By Patti Weaver

 

  (Stillwater, Okla.) — A 64-year-old Cushing man, who is serving a two-year prison term for possessing a large amount of child pornography on his computer at his office in Tulsa, was given a concurrent five-year prison term Wednesday for possessing more than 1,000 images of child sexual abuse material on his laptop and hard drives at his home in May of 2022.
    Since Associate District Judge Michael Kulling ruled Wednesday that Glenn Allen Fogle’s sentence from Payne County would run at the same time as his sentence from Tulsa County, with credit for the nine months he has been in custody, he was given only an additional three years in prison. The judge ordered that when Fogle is released from prison, he will be on probation for 10 years during which he must follow rules for sex offenders, have no unsupervised contact with minor children, and have no internet or social media.
    At his sentencing hearing, Fogle told the judge that although he was addicted to child pornography for about eight years, “I’m already rehabilitated. I’ve already kicked my addiction. I want to make amends for my crimes. I could not be more remorseful. I never shared any pornography. I never had any inappropriate relationships.”
    Fogle, who said he had been a highly successful investment manager named in national publications, told the judge he became addicted to pornography after he suddenly lost his job after 19 years at a company, became unemployed for five and one-half years, and his wife, with whom he had two biological children and four adopted girls, left him. He said he seriously contemplated suicide and was obsessed with his failures.
    Fogle said, “I stumbled across child pornography accidentally,” explaining that it was about a 10-year process from adult pornography to child pornography. Fogle said that when he gets out of prison, he wants to start an investment partnership to give 10 percent or more to charitable organizations.
    His estranged wife, from whom he has been separated for 10 years, and his six children were not in court at his sentencing hearing during which his sister told the judge, “He’s paid his debt to society for what he did.” She said, “Our father passed away at 96 since he’s been incarcerated. Our mother is 94. We need his help. We need him badly.”
    His former employer told the judge, “I don’t like what he did. I don’t fear him. I do not think he was a threat to any children.” A co-worker, who maintained phone contact with Fogle in prison, testified, “He wants to influence other people to keep this from happening. He plays piano for church at DOC. I do not fear this man. I would trust my wife and children with him.”

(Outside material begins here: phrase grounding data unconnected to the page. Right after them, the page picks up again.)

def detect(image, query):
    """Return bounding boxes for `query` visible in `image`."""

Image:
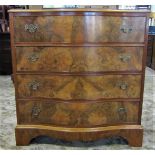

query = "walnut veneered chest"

[9,9,149,146]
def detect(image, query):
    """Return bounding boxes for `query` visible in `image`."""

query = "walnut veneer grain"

[9,9,149,146]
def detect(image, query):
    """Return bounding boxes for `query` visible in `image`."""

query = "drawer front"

[16,47,143,72]
[14,16,145,43]
[17,100,139,127]
[16,75,141,99]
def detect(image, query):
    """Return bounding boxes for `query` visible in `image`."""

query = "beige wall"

[28,5,117,9]
[29,5,42,10]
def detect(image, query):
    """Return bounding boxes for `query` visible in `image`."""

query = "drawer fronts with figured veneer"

[14,16,145,43]
[9,9,148,146]
[16,75,141,99]
[16,47,143,72]
[17,100,139,127]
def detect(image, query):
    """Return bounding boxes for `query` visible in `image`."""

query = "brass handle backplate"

[119,54,131,62]
[120,27,132,33]
[118,107,126,113]
[31,105,41,118]
[28,53,39,62]
[117,107,127,121]
[25,24,38,33]
[28,80,40,91]
[116,81,128,90]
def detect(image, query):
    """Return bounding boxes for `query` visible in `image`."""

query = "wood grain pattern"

[9,9,149,146]
[17,100,139,127]
[15,124,143,147]
[14,16,146,43]
[16,75,141,99]
[16,47,143,72]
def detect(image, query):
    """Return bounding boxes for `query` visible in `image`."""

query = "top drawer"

[14,16,146,43]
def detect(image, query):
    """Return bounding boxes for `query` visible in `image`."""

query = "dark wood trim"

[11,11,149,17]
[9,12,20,124]
[14,42,145,47]
[9,13,16,84]
[138,15,149,124]
[15,71,142,75]
[9,13,17,92]
[15,124,143,147]
[16,98,140,102]
[17,122,139,129]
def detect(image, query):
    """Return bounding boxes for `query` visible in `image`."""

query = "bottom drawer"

[17,100,139,127]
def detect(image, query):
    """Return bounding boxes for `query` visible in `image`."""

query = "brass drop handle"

[28,53,39,62]
[119,54,131,62]
[117,107,127,121]
[116,82,128,90]
[118,107,126,113]
[28,80,40,91]
[25,24,38,33]
[120,27,132,33]
[31,105,41,118]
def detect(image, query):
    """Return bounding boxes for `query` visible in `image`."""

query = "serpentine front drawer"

[16,46,143,72]
[16,74,141,99]
[17,100,139,127]
[14,16,146,43]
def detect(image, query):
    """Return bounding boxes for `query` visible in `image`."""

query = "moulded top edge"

[8,9,150,13]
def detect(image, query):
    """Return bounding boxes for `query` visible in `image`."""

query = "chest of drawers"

[9,9,149,146]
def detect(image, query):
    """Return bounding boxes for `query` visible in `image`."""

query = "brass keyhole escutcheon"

[28,80,40,91]
[119,54,131,62]
[31,105,41,118]
[28,53,39,63]
[116,81,128,90]
[25,24,38,33]
[120,27,132,33]
[117,107,127,121]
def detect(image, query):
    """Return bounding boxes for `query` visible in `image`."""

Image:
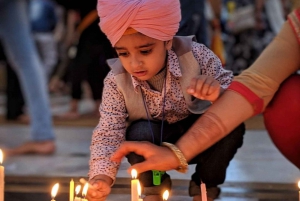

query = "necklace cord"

[141,70,167,145]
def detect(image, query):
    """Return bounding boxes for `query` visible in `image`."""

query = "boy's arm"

[192,42,233,90]
[89,72,127,183]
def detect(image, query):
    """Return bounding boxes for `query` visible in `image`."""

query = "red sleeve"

[228,81,264,116]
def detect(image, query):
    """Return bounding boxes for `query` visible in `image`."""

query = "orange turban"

[97,0,181,46]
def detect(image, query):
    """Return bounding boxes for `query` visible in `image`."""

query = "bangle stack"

[162,142,188,173]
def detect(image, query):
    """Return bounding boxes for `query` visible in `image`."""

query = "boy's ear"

[166,40,173,50]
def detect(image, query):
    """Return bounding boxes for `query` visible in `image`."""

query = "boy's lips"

[133,70,147,77]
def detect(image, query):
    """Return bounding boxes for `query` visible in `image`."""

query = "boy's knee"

[126,120,153,141]
[224,122,245,148]
[230,123,245,137]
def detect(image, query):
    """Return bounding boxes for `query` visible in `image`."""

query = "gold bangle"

[162,142,188,173]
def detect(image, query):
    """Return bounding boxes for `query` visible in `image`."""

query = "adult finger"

[111,141,154,162]
[128,160,158,174]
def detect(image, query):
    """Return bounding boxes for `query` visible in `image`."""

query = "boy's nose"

[130,56,142,68]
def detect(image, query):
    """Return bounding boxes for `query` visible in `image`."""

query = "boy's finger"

[187,78,197,93]
[207,82,219,96]
[195,77,207,96]
[79,178,97,190]
[201,78,215,96]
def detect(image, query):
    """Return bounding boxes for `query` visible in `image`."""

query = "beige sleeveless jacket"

[106,36,211,124]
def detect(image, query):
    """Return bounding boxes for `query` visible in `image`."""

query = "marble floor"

[0,95,299,200]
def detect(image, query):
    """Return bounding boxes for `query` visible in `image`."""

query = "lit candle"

[162,190,169,200]
[81,183,89,201]
[131,169,139,201]
[298,181,300,201]
[70,179,74,201]
[51,183,59,201]
[74,185,82,201]
[137,181,143,201]
[0,149,4,201]
[200,181,207,201]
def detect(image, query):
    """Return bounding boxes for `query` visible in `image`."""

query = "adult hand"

[111,141,180,174]
[187,75,221,102]
[85,176,112,201]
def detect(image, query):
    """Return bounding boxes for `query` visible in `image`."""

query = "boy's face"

[114,33,172,81]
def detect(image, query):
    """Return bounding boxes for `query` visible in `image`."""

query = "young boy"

[87,0,245,200]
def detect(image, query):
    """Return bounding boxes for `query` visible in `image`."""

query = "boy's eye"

[140,49,152,55]
[117,52,129,57]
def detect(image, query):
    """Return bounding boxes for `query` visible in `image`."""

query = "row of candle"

[1,149,300,201]
[65,170,169,201]
[52,181,88,201]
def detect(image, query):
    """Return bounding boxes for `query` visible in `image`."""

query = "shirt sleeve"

[89,71,128,181]
[228,20,300,114]
[288,8,300,44]
[191,42,233,89]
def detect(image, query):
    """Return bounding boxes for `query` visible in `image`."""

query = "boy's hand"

[187,75,221,102]
[85,176,112,201]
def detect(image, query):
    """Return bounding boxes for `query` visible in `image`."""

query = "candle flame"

[298,181,300,189]
[0,149,3,164]
[82,183,89,197]
[137,181,142,196]
[131,169,138,179]
[51,183,59,198]
[162,190,169,200]
[75,185,81,195]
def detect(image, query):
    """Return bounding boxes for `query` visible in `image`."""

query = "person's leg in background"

[177,0,209,46]
[5,62,26,121]
[57,31,87,120]
[0,0,55,155]
[33,32,58,82]
[0,41,25,121]
[87,44,111,117]
[57,59,83,120]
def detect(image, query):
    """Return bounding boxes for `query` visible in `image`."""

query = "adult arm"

[112,20,300,173]
[176,20,300,163]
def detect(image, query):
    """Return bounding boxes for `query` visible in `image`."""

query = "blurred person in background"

[55,0,116,120]
[29,0,59,81]
[0,0,56,155]
[223,0,274,75]
[177,0,209,47]
[3,0,60,123]
[0,42,25,122]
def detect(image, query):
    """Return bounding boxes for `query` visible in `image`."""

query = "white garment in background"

[33,32,58,80]
[265,0,285,34]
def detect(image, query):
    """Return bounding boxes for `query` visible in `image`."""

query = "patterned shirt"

[89,42,233,181]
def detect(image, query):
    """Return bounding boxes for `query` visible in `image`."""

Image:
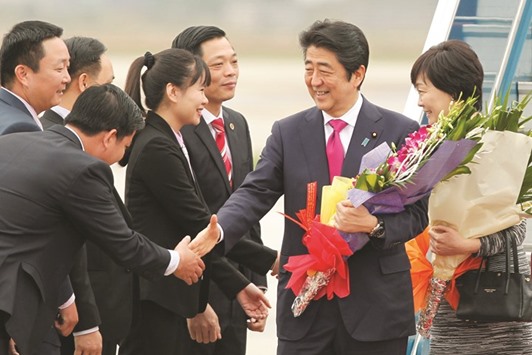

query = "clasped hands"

[187,283,271,343]
[172,215,220,285]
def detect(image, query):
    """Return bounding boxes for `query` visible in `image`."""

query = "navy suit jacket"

[0,88,41,134]
[218,98,428,342]
[0,126,170,354]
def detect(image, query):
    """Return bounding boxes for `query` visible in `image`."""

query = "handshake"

[172,215,220,285]
[171,215,280,320]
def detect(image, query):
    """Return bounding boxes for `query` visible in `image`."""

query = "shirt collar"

[64,125,85,151]
[202,107,224,125]
[322,93,363,127]
[51,105,70,119]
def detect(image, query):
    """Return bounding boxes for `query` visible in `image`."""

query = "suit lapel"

[43,110,64,125]
[146,112,198,190]
[48,125,83,149]
[342,98,384,177]
[194,117,232,194]
[298,108,330,187]
[223,112,242,190]
[112,188,133,226]
[0,88,33,118]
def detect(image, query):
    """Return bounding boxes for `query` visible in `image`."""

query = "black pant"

[278,299,408,355]
[0,312,10,355]
[119,300,193,355]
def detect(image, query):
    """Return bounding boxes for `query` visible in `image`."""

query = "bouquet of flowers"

[283,96,485,317]
[410,93,532,351]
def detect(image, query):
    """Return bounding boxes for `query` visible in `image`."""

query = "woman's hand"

[429,225,480,256]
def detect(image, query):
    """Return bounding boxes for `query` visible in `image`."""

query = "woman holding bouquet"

[409,40,531,354]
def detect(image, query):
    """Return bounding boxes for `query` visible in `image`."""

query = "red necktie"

[326,119,348,183]
[211,118,232,186]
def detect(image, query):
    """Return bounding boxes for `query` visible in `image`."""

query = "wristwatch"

[368,217,385,239]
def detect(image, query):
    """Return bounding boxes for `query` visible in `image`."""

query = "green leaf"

[442,166,472,181]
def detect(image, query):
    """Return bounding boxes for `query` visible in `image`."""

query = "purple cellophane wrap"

[416,278,449,338]
[348,139,478,214]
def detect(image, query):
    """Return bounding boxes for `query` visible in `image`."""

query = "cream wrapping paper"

[428,130,532,279]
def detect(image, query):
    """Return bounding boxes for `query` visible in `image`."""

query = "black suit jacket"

[40,109,64,130]
[42,108,135,343]
[182,107,275,331]
[125,112,276,319]
[125,111,211,317]
[218,98,429,342]
[83,189,136,342]
[0,126,171,355]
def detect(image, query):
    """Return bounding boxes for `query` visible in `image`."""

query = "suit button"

[125,268,132,273]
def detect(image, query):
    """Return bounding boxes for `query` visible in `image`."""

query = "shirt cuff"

[59,293,75,310]
[217,223,224,243]
[73,326,99,337]
[164,249,181,276]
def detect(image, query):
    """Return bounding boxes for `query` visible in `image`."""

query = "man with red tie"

[173,26,274,355]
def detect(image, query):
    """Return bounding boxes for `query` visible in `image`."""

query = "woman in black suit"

[120,49,272,355]
[121,49,213,355]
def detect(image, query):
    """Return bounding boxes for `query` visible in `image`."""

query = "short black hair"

[64,36,106,87]
[65,84,145,138]
[410,40,484,110]
[0,20,63,87]
[299,19,369,87]
[171,26,226,56]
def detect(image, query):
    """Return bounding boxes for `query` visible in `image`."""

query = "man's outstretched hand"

[190,215,220,257]
[174,236,205,285]
[236,283,271,320]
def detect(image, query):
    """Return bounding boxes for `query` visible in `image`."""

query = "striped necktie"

[211,118,232,186]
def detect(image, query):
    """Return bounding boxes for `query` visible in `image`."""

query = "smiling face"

[304,45,363,118]
[200,36,238,113]
[174,77,209,127]
[415,74,453,124]
[20,37,71,114]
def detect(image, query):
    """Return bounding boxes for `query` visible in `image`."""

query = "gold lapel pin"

[229,123,235,130]
[371,132,377,138]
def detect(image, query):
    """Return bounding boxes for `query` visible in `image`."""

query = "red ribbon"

[282,182,353,300]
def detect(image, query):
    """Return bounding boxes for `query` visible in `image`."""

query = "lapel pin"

[229,123,235,130]
[361,137,370,147]
[371,132,377,138]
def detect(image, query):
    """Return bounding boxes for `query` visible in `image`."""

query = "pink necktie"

[211,118,232,186]
[326,119,348,183]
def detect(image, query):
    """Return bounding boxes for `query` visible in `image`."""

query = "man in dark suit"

[0,20,77,354]
[41,37,132,355]
[0,84,211,355]
[193,20,428,355]
[173,26,273,355]
[0,21,70,135]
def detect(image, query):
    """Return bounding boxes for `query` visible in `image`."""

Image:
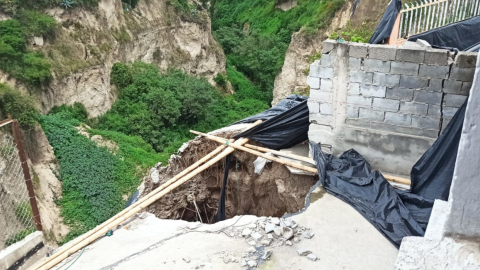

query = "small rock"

[241,259,247,267]
[273,226,282,236]
[265,223,275,233]
[307,254,317,261]
[247,223,257,229]
[261,239,271,246]
[297,248,311,256]
[261,250,273,260]
[247,247,256,253]
[248,240,256,246]
[150,168,160,184]
[223,256,230,264]
[139,212,148,219]
[293,237,300,243]
[271,217,280,225]
[183,257,191,263]
[267,234,274,239]
[251,232,263,241]
[303,231,315,239]
[286,240,293,246]
[282,227,294,239]
[242,228,252,237]
[230,257,237,263]
[247,260,257,267]
[155,162,162,169]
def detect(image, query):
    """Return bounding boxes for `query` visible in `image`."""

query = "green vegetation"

[5,228,36,246]
[0,0,99,12]
[0,12,56,85]
[0,83,39,127]
[212,0,346,101]
[15,202,33,226]
[329,21,375,43]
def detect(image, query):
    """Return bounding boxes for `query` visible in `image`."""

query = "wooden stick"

[190,130,412,186]
[34,121,261,270]
[190,130,318,174]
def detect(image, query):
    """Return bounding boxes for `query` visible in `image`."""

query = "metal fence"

[0,117,42,251]
[398,0,480,38]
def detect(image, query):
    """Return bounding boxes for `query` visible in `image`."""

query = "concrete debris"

[293,237,300,243]
[267,234,274,239]
[247,260,258,267]
[183,257,191,263]
[303,231,315,239]
[273,226,282,236]
[248,240,256,246]
[242,228,253,237]
[297,248,312,256]
[247,247,256,253]
[271,217,280,225]
[150,168,160,184]
[247,223,257,229]
[262,250,273,260]
[265,223,275,233]
[282,227,294,239]
[307,254,318,261]
[251,232,263,241]
[286,240,293,246]
[282,219,292,227]
[223,256,230,264]
[241,259,247,267]
[261,239,271,246]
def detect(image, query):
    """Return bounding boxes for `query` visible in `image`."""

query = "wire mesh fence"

[0,121,37,250]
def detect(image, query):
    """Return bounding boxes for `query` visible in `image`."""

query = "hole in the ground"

[145,135,317,224]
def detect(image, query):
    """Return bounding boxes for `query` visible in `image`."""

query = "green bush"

[329,21,375,43]
[15,10,57,37]
[49,102,88,122]
[213,73,227,88]
[0,83,39,126]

    In stunning contrast to the portrait painted of Fogle by himself and his supporters, Tulsa Police Detective Eric Leverington, who has been assigned to the sexual predator unit since 2017 and is a member of the Oklahoma State Bureau of Investigation Internet Crimes Against Children Task Force, described the horrendous child pornography he found on Fogle’s computer and hard drives in his bedroom in his Cushing home.
    “I focused on the child sex material on little kids, at least 1,300 images, mostly age 5 and under, also infants and a one-year-old, predominantly very young girls, also some boys,” the Tulsa PD detective told the judge. He had begun an investigation of Fogle after an Information Technology support person for Fogle’s employer on April 29, 2022, “notified the Tulsa Police Department that he had located possible child pornography on the work computer,” of Fogle, according to the detective’s affidavit.
    “I literally followed him from his office in Tulsa to his house in Cushing on Country Club Drive,” the detective said. He testified in shocking detail about the abuse depicted on photographs and videos that he said were downloaded from 2012 “right before his arrest in 2022.” The abuse victims in about 35 photos were known to the National Center for Missing and Exploited Children, the detective testified.
    Arguing to the judge that Fogle “has already been punished to a certain extent,” his court-appointed attorney Jodie Gage urged that his Payne County sentence should run concurrently to his Tulsa County case. “Mr. Fogle has accepted responsibility for his actions. He is not a repeat offender. He had been a very successful, very privileged individual. He is intelligent, well-spoken. He fell into pornography addiction.”
    But Payne County Assistant District Attorney Debra Vincent told the judge that Fogle deserved the maximum sentence of life in prison and urged that he be given no less than 20 years. “For approximately a decade before his arrest, there were over 1,000 images of child sex abuse material. This is the most vile sexual abuse. These are memorializations of the most heinous crimes imaginable.”
    Since Fogle had pleaded guilty to possession of child pornography without an agreement with the prosecution regarding his penalty, his sentence was entirely up to the judge, who noted, “These are exceptionally difficult cases. Mr. Fogle has accomplished many positive things in his life. He committed a very serious offense. People who possess it create a market for child pornography.” The judge then announced his sentence of 15 years with the last 10 suspended, to run concurrently to Fogle’s Tulsa County sentence of two years in prison followed by eight years of probation.